Malgré les Mulan, Pocahontas et Rebelle… Libérée, la femme Disney ne l’est pas encore vraiment.

Il faut dire que les progrès de la société pour l’égalité sont lents.

La véritable libération de cette année aura été celle de la parole. Face au harcèlement, aux violences sexistes et sexuelles, la parole des victimes, des témoins, de celles (et de ceux) qui savaient s’est libérée.

Elle n’a été libérée, autorisée par une quelconque autorité. Elle s’est libérée. Portée courageusement par des femmes qui ont osé. Osé prendre cette parole. Osé dire.

Il s’agit d’une démarche active. « La liberté ne se donne pas, elle se prend » affirme l’écrivaine québécoise Reine Malouin dans Cet ailleurs qui respire. La libération est un acte violent et courageux. Une délivrance salutaire.

Alors, certes, il ne s’agit que d’une étape. Ni la première, ni certainement la dernière. Quelles lignes aura-t-elle réussi à faire bouger ? Et pour combien de temps ?

La bonne nouvelle est que l’égalité femme-homme progresse. Evidemment pas assez, pas partout, pas assez vite. Les stéréotypes ont la vie dure. Pour les combattre, l’évolution de la société ne sera certainement pas suffisante. Une véritable révolution s’impose. Telle était déjà la conviction de Pierre Choderlos de Laclos lorsqu’il écrit en 1783 dans De l’éducation des femmes, ouvrage qui vient d’être republié, préfacé par Geneviève Fraisse : « Venez apprendre comment, nées compagnes de l’homme, vous êtes devenues son esclave. Apprenez qu’on ne sort de l’esclavage que par une grande révolution. Cette révolution est-elle possible ? C’est à vous seules à le dire. »

Aux femmes donc de prendre la parole. Et de dire.

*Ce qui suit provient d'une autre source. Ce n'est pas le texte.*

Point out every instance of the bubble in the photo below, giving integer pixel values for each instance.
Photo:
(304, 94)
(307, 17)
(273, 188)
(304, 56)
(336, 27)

Mais pas à elles seules d’agir. Car si elles sont les premières concernées, l’égalité entre femmes et hommes implique chacune et chacun, dans le modèle de société que nous souhaitons construire et vivre ensemble.

Et, comme le rappelle Laclos, l’Education n’est pas neutre dans ce domaine.

Education libératrice. Education émancipatrice.

Tel est le défi. Et la tâche est immense.

On sait combien nous sommes inconsciemment dans la reproduction des préjugés de genres, orientant spontanément les filles vers telles activités, telles disciplines, telles lectures, tel art, tel sport, telle orientation, tel métier… et les garçons vers d’autres activités, disciplines, lecture, art, sport, orientation, métier…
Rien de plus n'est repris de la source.